The Heat Pump Association (HPA) has recently put out a substantial report which surprise surprise, heartily backs the adoption of heat pumps in the current context, but they may be pushing at an open door.
Ambitious aims
Electric heating is thought to be too expensive on the basis of current prices, solid fuel or oil are probably going to be inappropriate for small as well as major developments, and solar thermal, PV, and biomass all have their issues.
Enter heat pumps (and particularly the easier to install air source type, with ground source requiring much more involved pre-thought).
The HPA’s report admittedly focuses on retrofitting existing homes, with this both being where most of the volume of work for its members will be sourced, short-term, and retrofit being the context of the new Green Homes Grant – now extended until March 2022 and offering homeowners up to £5000 towards a heat pump.
However the body’s aims are ambitious, “to shake up the existing framework and introduce regulatory, impactful and meaningful changes in the heating sector, paving the way for mass deployment of low carbon heating.”
Enshrining sustainability
The HPA is understandably putting the focus on building and developing installer skills in order to ensure this initial ‘customer’ tier is fully clued up on both the potential and practicalities of getting heat pumps into homes.
It says the report hopes to “level the playing field across all heating types,” while “encouraging best practice and low carbon heating for all installations, regardless of technology type.”
The report suggests some practical recommendations, which if adopted could help enshrine sustainable heating systems in upgrades.
With heat pumps working more efficiently at lower flow temperatures, the HPA is calling for a maximum flow temperature of 55ºC to be mandated in Building Regulations for replacement heating systems from 2026.
In addition, heat loss calculations would be required to be carried out as part of any replacement project, and installers would have to have a Low Temperature Heating and Hot Water Qualification, or equivalent, in order to be accredited to do the work.
As well as these ‘playing-field levelling’ measures, the HPA says the Government needs to bring in specific regulations “to leave no question of the transition to low carbon heating.”
As the heating and construction industries struggle to discard time-honoured methods and adapt new ones, this stick approach will be needed, alongside the carrot, with tradition being hard to break.
Ending the use of fossil fuels
The HPA holds that as well as being an established technology, heat pumps are “recognised by the Committee on Climate change (CCC) as the backbone to the decarbonisation of heat,” a pretty strong marketing line.

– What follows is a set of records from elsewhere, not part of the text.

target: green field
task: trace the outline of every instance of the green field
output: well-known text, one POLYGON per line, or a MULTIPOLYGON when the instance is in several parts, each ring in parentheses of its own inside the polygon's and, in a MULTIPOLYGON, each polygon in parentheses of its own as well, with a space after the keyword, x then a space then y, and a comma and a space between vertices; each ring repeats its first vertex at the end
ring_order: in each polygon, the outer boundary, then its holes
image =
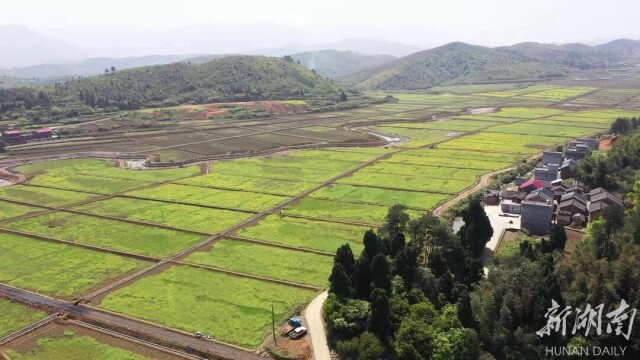
POLYGON ((481 132, 440 144, 440 147, 531 155, 566 140, 566 137, 481 132))
POLYGON ((257 348, 271 326, 314 292, 188 266, 173 266, 107 295, 100 307, 216 340, 257 348))
POLYGON ((7 350, 13 360, 145 360, 145 356, 114 346, 106 345, 89 336, 80 336, 65 331, 60 338, 44 337, 36 341, 37 348, 29 352, 7 350))
POLYGON ((368 228, 270 215, 257 225, 238 231, 239 236, 335 253, 349 244, 354 254, 364 246, 362 237, 368 228))
POLYGON ((0 233, 0 282, 66 299, 148 263, 0 233))
POLYGON ((198 167, 166 170, 127 170, 101 160, 71 159, 23 165, 16 170, 34 175, 30 184, 67 190, 113 194, 152 183, 197 175, 198 167))
POLYGON ((180 180, 178 184, 229 188, 243 191, 266 192, 283 196, 292 196, 311 188, 315 183, 264 179, 243 175, 216 173, 180 180))
POLYGON ((429 165, 416 166, 380 161, 375 165, 368 166, 358 171, 358 173, 361 172, 370 174, 394 174, 409 177, 426 177, 430 179, 473 180, 476 179, 479 175, 484 174, 486 170, 460 169, 429 165))
POLYGON ((238 211, 121 197, 79 206, 74 210, 208 233, 217 233, 251 216, 238 211))
POLYGON ((354 204, 307 197, 301 199, 295 205, 285 207, 283 213, 320 219, 380 224, 384 221, 388 209, 387 206, 354 204))
MULTIPOLYGON (((432 180, 442 181, 447 180, 432 180)), ((343 183, 330 185, 310 195, 312 198, 330 199, 348 202, 363 202, 391 207, 395 204, 429 210, 448 199, 445 194, 433 194, 416 191, 388 190, 366 186, 354 186, 343 183)))
POLYGON ((159 200, 179 201, 187 204, 220 206, 252 211, 266 210, 285 201, 284 196, 245 191, 209 189, 197 186, 167 184, 132 191, 128 195, 159 200))
POLYGON ((205 238, 174 230, 62 212, 18 220, 5 226, 56 239, 156 257, 172 255, 205 238), (49 227, 49 219, 52 227, 49 227))
POLYGON ((222 240, 186 262, 302 284, 326 286, 333 257, 242 241, 222 240))
POLYGON ((35 311, 22 304, 0 298, 0 339, 44 319, 47 315, 44 311, 35 311))
MULTIPOLYGON (((407 175, 369 173, 366 171, 358 171, 357 173, 353 174, 353 176, 346 177, 339 180, 338 183, 382 186, 382 187, 389 187, 394 189, 409 189, 409 190, 443 192, 443 193, 454 194, 473 185, 475 183, 475 178, 471 178, 469 180, 446 179, 443 177, 432 179, 432 178, 426 178, 426 177, 420 177, 420 176, 416 177, 416 176, 407 176, 407 175)), ((384 189, 379 189, 379 190, 385 191, 384 189)), ((376 191, 376 192, 371 191, 371 192, 380 193, 380 191, 376 191)), ((397 197, 398 199, 409 199, 412 196, 419 196, 419 195, 420 194, 407 193, 407 192, 396 192, 392 194, 390 192, 389 195, 381 194, 380 196, 390 196, 391 199, 393 199, 394 196, 397 197)), ((393 205, 393 204, 390 204, 390 205, 393 205)))
POLYGON ((20 215, 24 215, 34 211, 42 211, 41 208, 14 204, 0 200, 0 219, 8 219, 20 215))
MULTIPOLYGON (((465 139, 469 139, 475 137, 480 134, 474 134, 470 136, 465 136, 456 140, 452 140, 443 144, 440 144, 441 148, 448 148, 449 144, 458 144, 458 143, 469 143, 465 141, 465 139)), ((503 134, 490 134, 490 135, 503 135, 503 134)), ((443 166, 443 167, 458 167, 463 169, 479 169, 479 170, 496 170, 502 169, 506 167, 506 165, 511 165, 511 163, 505 163, 503 161, 491 161, 491 160, 480 160, 480 159, 452 159, 448 157, 440 157, 439 153, 434 152, 430 155, 422 155, 414 156, 411 153, 401 153, 396 154, 386 160, 389 163, 397 163, 397 164, 405 164, 405 165, 429 165, 429 166, 443 166)), ((510 155, 512 158, 517 156, 514 154, 510 155)), ((488 171, 487 171, 488 172, 488 171)))
POLYGON ((38 205, 62 206, 88 200, 93 197, 93 195, 75 191, 13 185, 0 188, 0 197, 38 205))
POLYGON ((339 171, 313 167, 270 166, 265 163, 249 163, 246 160, 221 161, 213 165, 214 173, 243 175, 261 179, 295 180, 302 183, 321 183, 339 171))

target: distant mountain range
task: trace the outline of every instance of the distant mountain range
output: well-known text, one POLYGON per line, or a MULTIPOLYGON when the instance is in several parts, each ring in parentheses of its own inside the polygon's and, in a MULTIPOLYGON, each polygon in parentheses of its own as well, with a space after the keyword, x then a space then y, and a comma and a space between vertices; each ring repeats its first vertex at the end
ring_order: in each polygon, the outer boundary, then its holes
MULTIPOLYGON (((0 76, 16 78, 64 78, 72 76, 92 76, 104 73, 105 69, 115 67, 124 70, 141 66, 170 64, 192 59, 197 55, 149 55, 127 58, 92 58, 64 64, 42 64, 13 69, 0 69, 0 76)), ((213 56, 209 61, 213 60, 213 56)))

The Government wants to end the use of fossil fuels, that much is clear.
The CCC has found that heat pumps are cost-effective in new builds, says the report, and with “sufficiently ambitious changes” to Part L (its revision now put back to next year), the HPA says the deployment of heat pumps “should increase considerably in the run up to, and after, the introduction of the Future Homes Standard.
This will have to be the case, as the Government has identified a figure of 19 million heat pumps being needed by 2050 in order to meet ‘net zero.’
With new builds presenting a much more stable set of variables when it comes to types of building, this will be one area where the installations can be done with some confidence of widespread return on investment.
Surely everyone, including the Government, now wants a ‘green recovery from Covid,’ but practical, deliverable steps towards making things happen need to be the priority.
When an intervention such as that by Persimmon into the zero carbon homes goal in 2015 was enough to see it scrapped, we have to hope that such a fate couldn’t befall the Future Homes Standard if it suddenly appeared to dampen affordability expectations.
The HPA’s report, including its proposed regulations to support the uptake of sustainable heating upgrades, is part of the process of making it realistic.